Monteiro Lobato: Somos um pântano com 40 milhões de rãs coaxantes, uma a botar culpa na outra do mal-estar que sentiam. Procuram soluções políticas, mudam a forma do governo, derrubam um imperador vitalício para experimentar imperantes quadrienais, fazem revoluções, entrematam-se, insultam-se, acusam-se de mil crimes, inventam que o pântano permanece pântano ‘porque há uma crise moral crônica’. O mal das rãs é julgar que sons resolvem problemas econômicos. Trocam o som ‘monarquia’ pelo som ‘república’, e trocam este som pelo ‘república nova’. Depois inventam sons inéditos - ‘reajustamento’, ‘congelados’, ‘integralismo’. O próprio das rãs é esse excessivo pendor musical, Querem sonoridades apenas. ‘Somos o maior país do mundo’. ‘Temos o maior rio do mundo’. ‘Nossas riquezas são inesgotáveis’, etc. Enchem o ar dessas músicas - e mandam o ministro da Fazenda correr Nova York e Londres de chapéu na mão a pedinchar dinheiro.

Euclides da Cunha: Apresentamos o quadro de uma desordem intelectual que, depois de refletir-se no disparatado de não sei quantas filosofias deceradas, nos impôs, na ordem política, a mais funesta dispersão de idéias, levando-nos aos saltos e ao acaso, do artificialismo da monarquia constitucional para a ilusão metafísica da soberania do povo ou para os exageros da ditadura científica. Para ainda agravescer a crise, os dois ideais da abolição e da República não requeriam mais as emoções estéticas. Resolvidos na ordem moral, estavam entregues à ação quase mecânica dos propagandistas. Estes precipitavam-nos com o desalinho característico da fase revolucionária das doutrinas, em que se conchavam as idéias e os paralelepípedos das ruas, e os melhores argumentos desfecham no desmantelo das barricadas investidas.

- E o povo brasileiro?
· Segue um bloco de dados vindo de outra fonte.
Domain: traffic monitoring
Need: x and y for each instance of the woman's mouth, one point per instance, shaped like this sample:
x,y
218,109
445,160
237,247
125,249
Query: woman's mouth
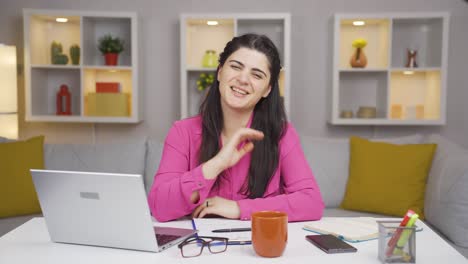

O que devemos fazer?

Euclides da Cunha: Este país é organicamente inviável. Deu o que podia dar: a escravidão, alguns atos de heroísmo amalucado, uma república hilariante e por fim o que aí está - a bandalheira sistematizada. O melhor serviço a prestar-se nesta terra, no atual momento, consiste sobretudo na seriedade, que é uma forma de heroísmo no meio deste enorme desabamento....

Monteiro Lobato: A pátria (permanece) sempre naquele eterno mutismo de peixe. A ilusão do brasileiro é um caso sério. O mundo já na era do rádio, e o Brasil ainda lasca pedra. Ainda é troglodita. O Brasil dorme. Daqui (dos Estados Unidos) se ouve o seu ressonar. Dorme e é completamente cego.